P&C : Les revendications initiales des marcheurs n'avaient rien à voir avec ce qui a finalement été obtenu (la carte de séjour de 10 ans pour les travailleurs immigrés), alors que les marcheurs, presque tous français, n'étaient donc pas directement concernés par ce type de combat. Cela révèle-t-il un « cadrage » de la Marche par les organisations de soutien aux immigrés comme la Cimade, qui justement portaient ces revendications autour de la carte depuis longtemps?
 
AH : Dans les textes, tracts, statuts de associations comme SOS Avenir Minguettes [d'où sont issus plusieurs marcheurs comme Toumi Djaïdja], il y a surtout des critiques violentes contre la police, des revendications sur le logement etc. Un changement de discours s'opère pour la Marche, où on passe du local au national.
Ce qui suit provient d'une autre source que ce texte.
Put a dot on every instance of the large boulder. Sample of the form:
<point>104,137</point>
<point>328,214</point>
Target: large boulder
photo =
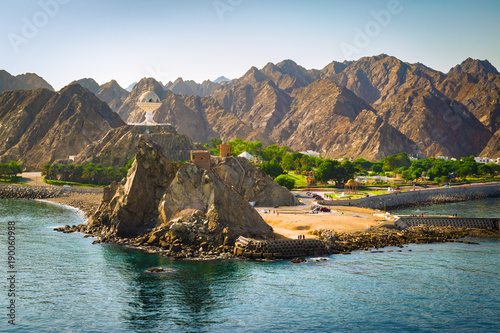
<point>130,208</point>
<point>173,205</point>
<point>251,182</point>
<point>225,213</point>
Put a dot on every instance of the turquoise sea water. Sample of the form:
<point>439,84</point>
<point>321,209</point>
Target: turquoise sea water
<point>66,284</point>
L'objectif premier de la Marche est d'interpeller le gouvernement, de mener une politique plus favorable aux immigrés. De prouver qu'une majorité de français sont fraternels et contre le FN. Pour cela, les marcheurs ont aussi besoin des médias, et de discours humanistes généraux. On ne peut rassembler des milliers de personnes avec des discours clivants. Il faut des « informations omnibus », comme dit Bourdieu, audibles par n'importe qui. 
 
 
P&C : Y a-t-il vraiment eu un « vol » de la Marche par SOS Racisme, ou alors plutôt une capacité de ce mouvement à remplir le vide qui a suivi celle-ci, et que les autres associations, notamment issues de l'immigration, ne sont pas parvenues à remplir ?  
 
AH : Un nouvel espace politique est ouvert après la Marche. Quand SOS Racisme naît, il essaie d'intégrer des marcheurs. L'association bénéficie de ressources symboliques et financières qui sont sans commune mesure avec les autres. Christian Delorme soutient SOS et entre en conflit avec les autres associations, comme celles qui ont soutenu la Marche à Paris et qui sont dans un discours d'opposition plus radicale.